Searching for PDFs by content using the command line

Prerequisites

find ~/ -type f -name "*.pdf" -exec pdfgrep -il "MY_SEARCH_STRING" {} + 2>/dev/null

find ~/ - Searches within the user's home directory.
-type f - Looks for regular files.
-name "*.pdf" - Filters for files with a .pdf extension.
-exec pdfgrep -il "MY_SEARCH_STRING" {} + - Runs pdfgrep on each found PDF file:
-i makes the search case-insensitive.
-l only outputs the names of matching files.
2>/dev/null - Suppresses permission errors from directories the user cannot access.

If the search needs to be limited to a specific folder, replace ~/ with the desired directory path.
This method does not search inside image-based PDFs that require OCR processing.

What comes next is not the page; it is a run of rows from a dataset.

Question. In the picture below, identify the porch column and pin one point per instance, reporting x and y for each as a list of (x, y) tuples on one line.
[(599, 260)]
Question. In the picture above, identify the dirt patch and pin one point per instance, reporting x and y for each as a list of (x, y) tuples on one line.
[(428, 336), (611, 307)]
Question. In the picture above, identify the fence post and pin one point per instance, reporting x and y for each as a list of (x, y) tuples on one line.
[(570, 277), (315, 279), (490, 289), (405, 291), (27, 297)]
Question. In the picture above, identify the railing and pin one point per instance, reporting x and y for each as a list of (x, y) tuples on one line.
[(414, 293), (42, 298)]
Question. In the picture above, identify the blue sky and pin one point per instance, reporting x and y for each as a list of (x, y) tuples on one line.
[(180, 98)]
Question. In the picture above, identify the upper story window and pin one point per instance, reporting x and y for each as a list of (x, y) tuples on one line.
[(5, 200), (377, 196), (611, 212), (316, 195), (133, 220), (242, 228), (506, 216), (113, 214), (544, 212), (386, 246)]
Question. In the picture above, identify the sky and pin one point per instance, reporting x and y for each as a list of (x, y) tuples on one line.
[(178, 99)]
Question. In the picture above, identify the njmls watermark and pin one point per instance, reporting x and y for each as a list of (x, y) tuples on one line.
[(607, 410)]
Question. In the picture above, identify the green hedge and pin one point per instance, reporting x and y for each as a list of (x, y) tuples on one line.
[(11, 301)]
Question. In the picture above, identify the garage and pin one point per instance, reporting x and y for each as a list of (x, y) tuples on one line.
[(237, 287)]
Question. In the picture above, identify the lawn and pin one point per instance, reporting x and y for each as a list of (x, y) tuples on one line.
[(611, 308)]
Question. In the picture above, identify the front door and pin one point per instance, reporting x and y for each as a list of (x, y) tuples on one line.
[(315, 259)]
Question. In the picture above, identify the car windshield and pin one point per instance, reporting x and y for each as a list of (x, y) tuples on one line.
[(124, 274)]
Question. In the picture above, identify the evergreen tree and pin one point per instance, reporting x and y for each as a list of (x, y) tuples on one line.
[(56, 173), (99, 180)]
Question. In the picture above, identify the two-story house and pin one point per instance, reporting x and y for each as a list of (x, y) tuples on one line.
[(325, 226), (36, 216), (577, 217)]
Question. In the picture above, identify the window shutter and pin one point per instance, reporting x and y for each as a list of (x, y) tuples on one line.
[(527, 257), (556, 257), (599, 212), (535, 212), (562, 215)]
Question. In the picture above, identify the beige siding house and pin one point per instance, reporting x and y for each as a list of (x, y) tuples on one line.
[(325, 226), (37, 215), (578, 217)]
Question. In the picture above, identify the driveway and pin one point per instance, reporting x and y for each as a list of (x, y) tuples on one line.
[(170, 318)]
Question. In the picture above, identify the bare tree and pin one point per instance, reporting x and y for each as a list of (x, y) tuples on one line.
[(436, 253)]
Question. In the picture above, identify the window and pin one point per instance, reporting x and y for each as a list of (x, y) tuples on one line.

If the PDFs contain scanned images rather than selectable text, use OCR to extract text before searching:

First, install the necessary tool for OCR:

brew install tesseract poppler

Then, use the following command to search for the term "MY_SEARCH_STRING" in PDFs:

for file in $(find ~/ -type f -name "*.pdf"); do
    pdftotext "$file" - | grep -il "MY_SEARCH_STRING" && echo "$file"
done

pdftotext "$file" - - Extracts text from the PDF.
grep -il "MY_SEARCH_STRING" - Searches for the term within the extracted text.

Ensure pdfgrep and OCR tools (tesseract, poppler) are installed.
If the search needs to be limited to a specific folder, replace ~/ with the desired directory path.
This method enables searching inside both text-based and image-based PDFs.